Peptide-based immunofluorescence analysis was performed to validate binding of the candidate peptide to human gastric cancer[16,17]. Frozen sections of human gastric cancer and adjacent normal appearing gastric mucosa tissues were blocked with PBS containing 3% BSA for 30 min at RT. Slides were then incubated with 100 μmol of the candidate peptide (peptide-FITC) for 30 min at 37 °C, rinsed 3 times with PBST and fixed in acetone at 4 °C for 90 s, counterstained with propidium iodide, and mounted using PBST. Fluorescent images of the sections were recorded at 400× magnification. A FITC-labeled scrambled peptide was used as a negative control.
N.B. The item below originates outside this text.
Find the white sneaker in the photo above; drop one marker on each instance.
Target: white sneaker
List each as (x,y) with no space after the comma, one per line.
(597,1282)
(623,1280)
The streptavidin-peroxidase-biotin immunohistochemical method was performed to detect candidate peptide binding on paraffin-embedded human tissues[18] from 36 cases of gastric cancer (21 intestinal and 15 diffuse) and 15 cases of adjacent normal appearing gastric mucosa, 12 cases of breast cancer, and 15 cases of colorectal cancer. In brief, paraffin-embedded specimens were cut into 4-μm sections and kept at 60 °C for 60 min. The sections were deparaffinized with xylene and rehydrated. Sections were submerged into ethylenediaminetetracetic acid antigenic retrieval buffer, microwaved for antigenic retrieval, and then cooled at RT for 20 min. The sections were pretreated with 3% hydrogen peroxide in methanol to quench the endogenous peroxidase activity, followed by incubation with normal serum to block non-specific binding. Then the sections were incubated with 100 μmol biotin-conjugated peptide for one hour at 37 °C. The unbound peptide was rinsed off with PBS. The tissue sections were incubated with the streptavidin-horseradish peroxidase complex (Zhongshan Biotechnology, Beijing, China), and stained with diaminobenzidene (DAB). Finally, the sections were counterstained with hematoxylin. A biotin-labeled scrambled peptide was used as a negative control.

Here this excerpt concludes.